Attempts to discuss these decisions, to weigh up the evidence, to provide context, or to listen to the other side, have often ended with someone in charge declaring that “now is not the time”, that “we are in wartime”, and that “decisive action must be taken’. 

Of course, there is a war going on. Ethically and pragmatically, solidarity with the Ukrainians is the only correct stance. Of course, it is precisely by portraying the Second World War as Russia’s unrecognised triumph that the Putin regime justifies its aggression. Countering the propaganda of a foreign state is undoubtedly necessary, and inciting violence has no place in a free society.

However, even under martial law, it needs to be asked under what conditions the fundamental values of liberal democracy might be sacrificed. In the same way, one must consider whether these sacrifices will have the desired effect or if they are simply a cosmetic win.

And let us remember that we ourselves are not at war.

If we start to regard unpleasant opinions as dangerous because we fear Russia, then we have probably been looking into the abyss a little too long

There have been two main casualties, sacrificed on the altar of security in recent months: the Russian-speaking minority’s status as a community essentially equal with Estonians, and the democratic, bottom-up, culture of memory. It is true that when the state government removed a Soviet tank monument from the Russophone city of Narva, there were more consultations with locals than when the Bronze Soldier was dismantled and relocated from Tallinn fifteen years ago.

Yet, in essence, these consultations were essentially cosmetic, the last act of the show was predetermined from the start. In the end, the national government simply argued that the Narva municipality was taking too long to discuss the matter, that the solution was clearly obvious, and there was no more time for debate.

The tank was dismantled and taken to a war museum two hundred kilometers to the west. The government's arguments rested on security concerns on the one hand (provocations could be organised nearby the tank), and on time pressure on the other hand, as the symbolically important 20 August, the day of the restoration of Estonian independence, was approaching.

The top politicians of the ruling parties are calling for permanent residents of Estonia who hold Russian citizenship to be deprived of the right to vote at local level – i.e. for more than 80,000 Estonian residents to be left unrepresented. A visa ban for Russian citizens at the European level is somewhat more justifiable, but would nevertheless require a much more thorough debate than the current rhetoric, limited to “but we are at war”.

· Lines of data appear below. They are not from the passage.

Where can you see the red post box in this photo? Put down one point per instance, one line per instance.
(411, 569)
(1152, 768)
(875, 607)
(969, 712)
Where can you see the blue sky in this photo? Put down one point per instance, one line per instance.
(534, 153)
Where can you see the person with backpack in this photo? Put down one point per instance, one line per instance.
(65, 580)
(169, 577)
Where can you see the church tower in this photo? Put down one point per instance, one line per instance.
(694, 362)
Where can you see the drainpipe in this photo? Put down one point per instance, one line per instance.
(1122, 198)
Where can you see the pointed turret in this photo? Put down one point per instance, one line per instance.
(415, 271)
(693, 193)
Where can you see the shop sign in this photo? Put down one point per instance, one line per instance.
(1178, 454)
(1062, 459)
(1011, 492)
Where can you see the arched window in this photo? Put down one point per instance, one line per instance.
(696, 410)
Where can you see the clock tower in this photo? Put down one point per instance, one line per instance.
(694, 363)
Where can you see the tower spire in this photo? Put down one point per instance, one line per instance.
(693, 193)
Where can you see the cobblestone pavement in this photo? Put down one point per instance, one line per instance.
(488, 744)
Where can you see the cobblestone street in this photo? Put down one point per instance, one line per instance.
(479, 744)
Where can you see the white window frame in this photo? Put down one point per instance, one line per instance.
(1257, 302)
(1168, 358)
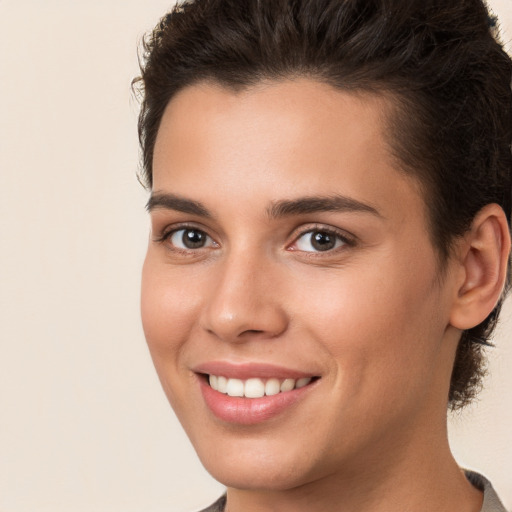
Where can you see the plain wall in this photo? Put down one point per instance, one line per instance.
(84, 425)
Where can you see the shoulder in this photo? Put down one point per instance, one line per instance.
(218, 506)
(491, 501)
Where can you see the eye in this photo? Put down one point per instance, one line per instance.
(319, 241)
(190, 238)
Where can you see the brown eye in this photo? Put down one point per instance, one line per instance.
(189, 238)
(319, 241)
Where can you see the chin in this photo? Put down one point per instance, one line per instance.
(274, 466)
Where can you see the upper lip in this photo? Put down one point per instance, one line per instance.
(245, 371)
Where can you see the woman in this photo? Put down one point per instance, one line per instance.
(330, 195)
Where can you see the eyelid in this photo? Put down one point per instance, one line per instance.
(166, 232)
(348, 238)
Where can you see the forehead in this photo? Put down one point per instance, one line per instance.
(279, 139)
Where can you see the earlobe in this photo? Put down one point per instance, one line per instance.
(484, 257)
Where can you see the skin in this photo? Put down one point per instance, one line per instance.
(371, 317)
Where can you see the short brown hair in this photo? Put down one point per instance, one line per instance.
(439, 59)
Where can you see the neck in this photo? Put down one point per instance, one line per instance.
(418, 473)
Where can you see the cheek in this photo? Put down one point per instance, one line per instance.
(378, 326)
(168, 306)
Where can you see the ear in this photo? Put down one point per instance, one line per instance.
(483, 257)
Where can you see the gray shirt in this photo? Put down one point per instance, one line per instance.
(491, 501)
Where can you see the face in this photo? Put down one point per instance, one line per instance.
(291, 297)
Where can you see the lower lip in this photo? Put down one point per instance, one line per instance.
(250, 411)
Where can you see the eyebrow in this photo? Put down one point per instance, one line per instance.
(278, 209)
(314, 204)
(166, 201)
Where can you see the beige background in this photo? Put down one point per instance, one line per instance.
(84, 425)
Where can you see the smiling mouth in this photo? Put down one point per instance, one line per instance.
(256, 387)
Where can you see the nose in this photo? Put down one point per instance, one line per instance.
(245, 301)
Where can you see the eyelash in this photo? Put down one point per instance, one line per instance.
(346, 239)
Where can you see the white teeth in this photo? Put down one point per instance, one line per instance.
(235, 387)
(222, 384)
(254, 387)
(214, 382)
(272, 387)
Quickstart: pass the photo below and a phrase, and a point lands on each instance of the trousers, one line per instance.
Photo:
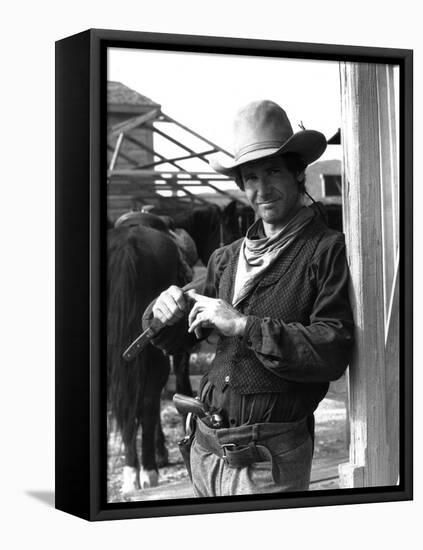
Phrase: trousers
(287, 469)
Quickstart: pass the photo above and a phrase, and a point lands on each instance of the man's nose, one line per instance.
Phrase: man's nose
(262, 186)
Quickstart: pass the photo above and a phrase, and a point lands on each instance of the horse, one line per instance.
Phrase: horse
(236, 219)
(142, 262)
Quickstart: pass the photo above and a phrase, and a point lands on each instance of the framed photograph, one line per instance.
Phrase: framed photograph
(233, 274)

In each of these examples, an entire group of people is treated as a security threat, regardless of their actual views or actions. Repeatedly, the reason given for this kind of group discrimination is a lack of resources – ”we do not have the means to evaluate the loyalty of every single individual”. The reader may wonder how happy he would be to be thrown in a solitary-confinement cell to sober up simply because he is a man (and therefore more likely to be a drunk-driver), and because there are no resources for more thorough checks. Collective punishment is a vestige of the nineteenth century, and should remain there.

It turns out that in Estonia you can be a Conservative, a Liberal or a Socialist – as long as you screw the Russians, you always win

At the same time, the range of issues that are now considered threats to national security have widened alarmingly. We may not agree with some people's views on history or urban planning, but these views must remain open to debate. In a situation in which serious newspapers publish articles headlined “We do not need to consider the feelings of Russians” and “We are fed up with paid trolls”, there can be no meaningful debate (Eesti Ekspress has been a happy exception). If we start to regard unpleasant opinions as dangerous because we fear Russia, then we have probably been looking into the abyss a little too long.

In the absence of debate, it is also more difficult to assess whether the restrictions imposed in the name of security are actually working. I cannot see why publicly mocking the feelings of Russian-Estonians would help integration or ease tensions in any way. One dissident organisation in Russia planned to move a part of its activities to Estonia, but abandoned the project when it heard about the visa-ban plans. And, as a good friend suggested, instead of dragging dusty statues around, the money could simply be donated to Ukraine – the benefits would be much greater.

On the other hand, nationalist defensive democracy is a political winner. Even the Social Democrats have seen their poll scores rise thanks to the hard-line rhetoric of their interior minister. It turns out that in Estonia you can be a Conservative, a Liberal or a Socialist – as long as you screw the Russians, you always win.